Sich selbst kennenlernen: unersetzlich
Ums Abi herum habe ich lauthals verkündet, dass ich alle existenziellen Erfahrungen bis 30 machen wollte, um darüber zu schreiben. Wie ein Fluch hat mich das begleitet. Ich habe nicht bedacht, wie viel Schmerz mir das Erleben und Verarbeiten bereiten würde. Ich habe geliebten Menschen dabei zugesehen, wie sie durch Krankheit oder Sucht verschwinden. Ich habe Menschen beerdigt und verloren. Mich verliebt und entliebt. Ich bin sowohl voller Freude zusammen – als auch wieder auseinandergezogen. Ich habe unterwegs viele Selbsterkenntnisse gewonnen und mich von Bildern von mir verabschiedet. Ich bin nach Berlin gezogen, weil ich dachte, dort gehöre ich hin. Nur um festzustellen, dass mich die Großstadt mit den vielen Menschen im Alltag überfordert. Ich habe auf dem Land gelebt, um zu merken, dass Schafe nicht die richtigen Nachbarn für mich sind. Mittlerweile verstehe ich mich selber in den meisten Momenten ganz gut. Ich freue mich darauf, mich selber neu und weiter kennenzulernen.
Feiert euch mit jedem Umweg und jedem Special Effect.

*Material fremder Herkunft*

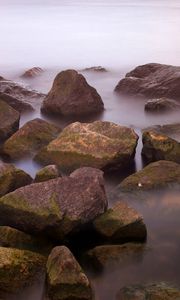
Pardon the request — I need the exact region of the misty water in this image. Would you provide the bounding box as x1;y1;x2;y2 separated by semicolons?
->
0;0;180;300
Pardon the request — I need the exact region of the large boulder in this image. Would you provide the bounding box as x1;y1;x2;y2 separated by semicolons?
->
0;161;32;197
115;63;180;100
3;119;60;159
0;100;20;142
0;168;107;240
0;247;46;293
142;130;180;163
93;201;147;242
118;160;180;192
47;246;93;300
36;121;138;170
116;282;180;300
41;70;104;116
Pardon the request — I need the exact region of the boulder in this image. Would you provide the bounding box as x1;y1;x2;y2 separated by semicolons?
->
3;119;60;159
116;282;180;300
0;161;32;197
47;246;93;300
0;166;107;240
142;130;180;163
41;70;104;116
118;160;180;192
34;165;61;182
0;247;46;293
0;100;20;142
35;121;138;171
115;63;180;100
93;201;147;242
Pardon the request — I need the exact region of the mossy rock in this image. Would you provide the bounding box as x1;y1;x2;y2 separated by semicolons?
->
3;119;61;159
47;246;93;300
35;121;138;171
118;160;180;192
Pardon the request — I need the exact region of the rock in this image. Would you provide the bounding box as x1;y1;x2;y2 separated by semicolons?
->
93;202;147;242
0;247;46;293
47;246;93;300
21;67;43;79
3;119;60;159
0;100;20;142
142;130;180;163
118;160;180;191
0;161;32;197
144;97;180;112
41;70;104;116
0;170;107;240
115;63;180;100
116;282;180;300
85;243;145;270
34;165;61;182
35;121;138;170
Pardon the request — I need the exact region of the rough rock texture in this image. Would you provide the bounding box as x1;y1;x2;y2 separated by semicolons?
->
36;121;138;170
116;282;180;300
41;70;104;116
142;130;180;163
3;119;60;159
118;160;180;191
93;202;147;242
0;170;107;239
144;97;180;112
34;165;61;182
0;100;20;142
0;161;32;197
115;63;180;100
47;246;93;300
0;247;46;293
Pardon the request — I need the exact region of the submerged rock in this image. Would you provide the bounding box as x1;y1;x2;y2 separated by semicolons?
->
93;202;147;242
115;63;180;100
116;282;180;300
118;160;180;191
0;161;32;197
3;119;61;159
41;70;104;116
0;100;20;142
36;121;138;170
0;247;46;293
47;246;93;300
0;166;107;240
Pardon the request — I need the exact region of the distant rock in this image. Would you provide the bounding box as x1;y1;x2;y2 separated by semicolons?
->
3;118;61;159
35;121;138;170
115;63;180;100
47;246;93;300
0;100;20;142
41;70;104;116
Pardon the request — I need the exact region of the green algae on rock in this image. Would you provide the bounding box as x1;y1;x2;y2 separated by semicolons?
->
35;121;138;170
47;246;93;300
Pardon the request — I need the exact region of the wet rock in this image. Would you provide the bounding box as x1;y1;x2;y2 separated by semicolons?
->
3;119;60;159
34;165;61;182
119;160;180;191
93;202;147;242
142;130;180;163
144;98;180;112
47;246;93;300
0;170;107;240
0;161;32;197
116;282;180;300
0;247;46;293
0;100;20;142
115;63;180;100
41;70;104;116
36;121;138;170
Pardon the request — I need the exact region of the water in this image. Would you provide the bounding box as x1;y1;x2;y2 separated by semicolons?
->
0;0;180;300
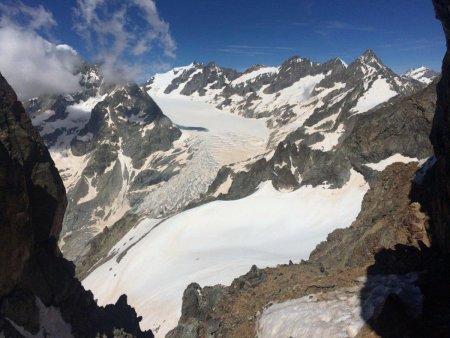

Meine Mutter ist mit 55 gestorben. Wir waren gerade alle ausgezogen und nach einer langen sehr unglücklichen Ehe hatte sie sich neu orientiert, als der Krebs sie erwischt hat. Sie hat sich um die schönste und freieste Phase in ihrem Leben betrogen gefühlt. Das macht mich bis heute unendlich traurig. Denn ich glaube ehrlich, dass jede Lebensphase uns viel Schönes bietet. Wir können uns gegen das Unglück entscheiden und für das Glück. Das fordert manches Mal unbequeme Schritte und kann anstrengend sein. Aber dauerhaftes Unglück ist anstrengender. Oder wie Voltaire es sagte: Weil es sehr förderlich für die Gesundheit ist, habe ich beschlossen, glücklich zu sein. Und das bitte immer und besonders am Geburtstag. Feiert jedes Jahr, freut euch über jedes gewesene und kommende Jahr und feiert euch mit jedem Umweg und jedem Special Effect.